Non riescono a liberarsi di loro. Pistole, calci non uccidono quei simboli e i prigionieri hanno qualcosa in cui credere.


“Povero Morel. Si è cacciato in una situazione senza uscita. Nessuno è mai riuscito a risolvere questa contraddizione: difendere qualcosa di umano insieme agli uomini”.

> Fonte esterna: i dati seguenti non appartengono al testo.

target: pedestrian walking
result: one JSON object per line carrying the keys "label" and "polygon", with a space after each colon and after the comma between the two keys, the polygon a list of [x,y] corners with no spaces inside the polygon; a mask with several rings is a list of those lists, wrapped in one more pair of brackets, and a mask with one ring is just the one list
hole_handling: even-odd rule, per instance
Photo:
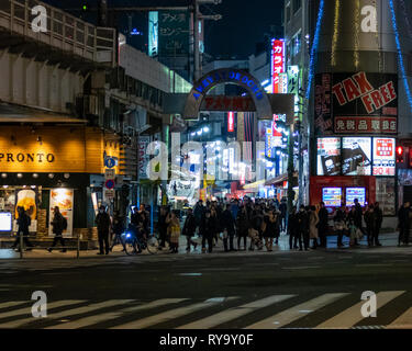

“Sapete cosa provo, quando vedo sui bordi delle nostre rare strade quei branchi che i vostri turisti vengono ad ammirare? Vergogna. Vergogna perché so che questa bellezza si accompagna al sedere nudo dei nostri neri, alla sifilide, alla vita sugli alberi, alla superstizione e alla più crassa ignoranza. Ogni leone e ogni elefante allo stato libero significa attendere ancora, soffrire ancora della vita selvaggia e primordiale, sopportare ancora il sorriso di superiorità dei tecnici bianchi che vi dicono, battendovi sulla spalla: “Vedete bene, amico mio, non potete fare a meno di noi…” Ma noi vogliamo essere un continente che avanza e non accovacciato nella notte dei feticci, contemporaneo dell’elefante preistorico e del leone che ancora viene a divorare i bambini nei nostri villaggi. ….
…L’Africa si sveglierà dal suo destino quando avrà cessato di essere il giardino zoologico del mondo… Quando la gente verrà qui non più per contemplare le nere deformate da piatti e da anelli, ma le città e le ricchezze naturali, finalmente sfruttate a nostro esclusivo vantaggio”.